The spherical analog of the Pythagorean theorem says
cos(c) = cos(a) cos(b).
This looks weird the first time you see it, because you’re taking the cosine of a side rather than an angle. But on a sphere, the sides are angles. For example, if a side of the triangle is on a meridian, we could measure its length in degrees of latitude. But the theorem above does not require sides to be lined up with any coordinate system. It only requires that the sides a and b meet at a right angle.
Small spherical triangles
Let’s suppose for a moment that a and b are small when measured in radians, small enough that a², b², and ab are negligible compared to a and b. Then we can use the approximation
cos(x) ≈ 1 – x²/2
in the theorem above to show that
c² ≈ a² + b².
This is reassuring since we know the Pythagorean theorem holds for human-scale distances on our planet.
Example with a big triangle
Now let’s look at a big triangle. The vertices have longitude and latitude (-80°, 0°), (35°, 0°), and (35°, 30°). These correspond approximately to Quito, Nairobi, and Jerusalem. So a = 115° and b = 30°. We can solve for c and find it equals 111°.
A minute of latitude is a nautical mile; the nautical mile is defined the way to make these kinds of calculations easier. A nautical mile is about 15% longer than a mile.
A degree of a great circle is 60 nautical miles. So our hypotenuse of 111 degrees is 6,660 nautical miles. If we had used the Pythagorean theorem, we would have overestimated this distance as 7,130 nautical miles.
Notice that the triangle with vertices at Quito, Nairobi, and Jerusalem doesn’t look like a triangle when projected flat. Two legs look straight because they follow lines of constant latitude or longitude. But the flight from Jerusalem to Quito is just as straight as the other flights if you look at it on a globe.
Not so great circles
In the example above, I chose Quito and Nairobi because they were near the equator. The equator is a great circle.
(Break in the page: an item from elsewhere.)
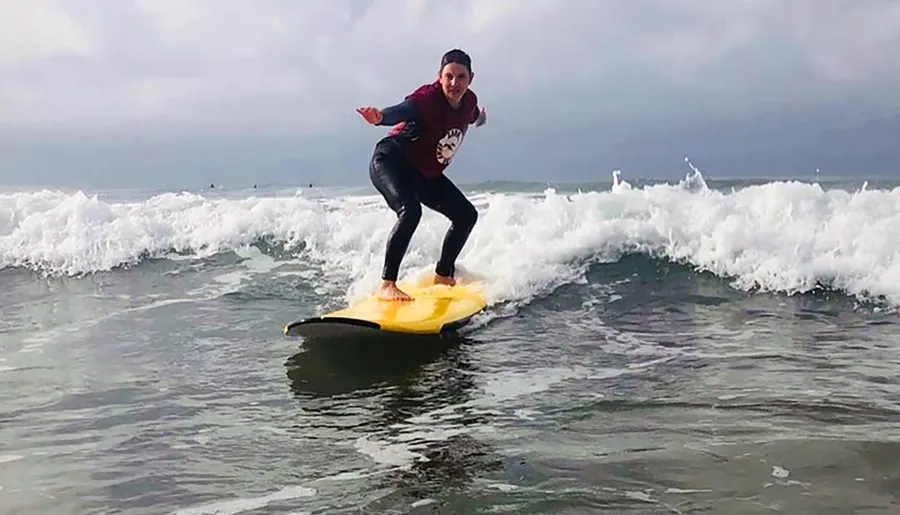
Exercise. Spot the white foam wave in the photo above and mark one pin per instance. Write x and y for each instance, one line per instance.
(782, 236)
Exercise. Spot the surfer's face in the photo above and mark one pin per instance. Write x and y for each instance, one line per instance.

Suppose I’d chosen Houston and Wuhan instead. Both cities are at about 30° latitude. I could not find the distance between the two cities by simply subtracting their longitudes because the 30th parallel is not a great circle. Spherical geometry is generally more involved than in the example above.
A great circle path from Houston to Wuhan would not follow the 30th parallel but would actually cross Alaska. The great circle distance is 6,800 nautical miles. Flying along a path of 30° latitude would add an extra 1,000 nautical miles to the flight.
Can you suggest an introductory text on spherical geometry please John?
There’s a book that came out a few years ago: Heavenly Mathematics: The Forgotten Art of Spherical Trigonometry by Glen Van Brummelen.
It’s a mixture of history and mathematics. If your primary goal is to learn the math, read the first four chapters lightly, but concentrate on chapters 5 and 6.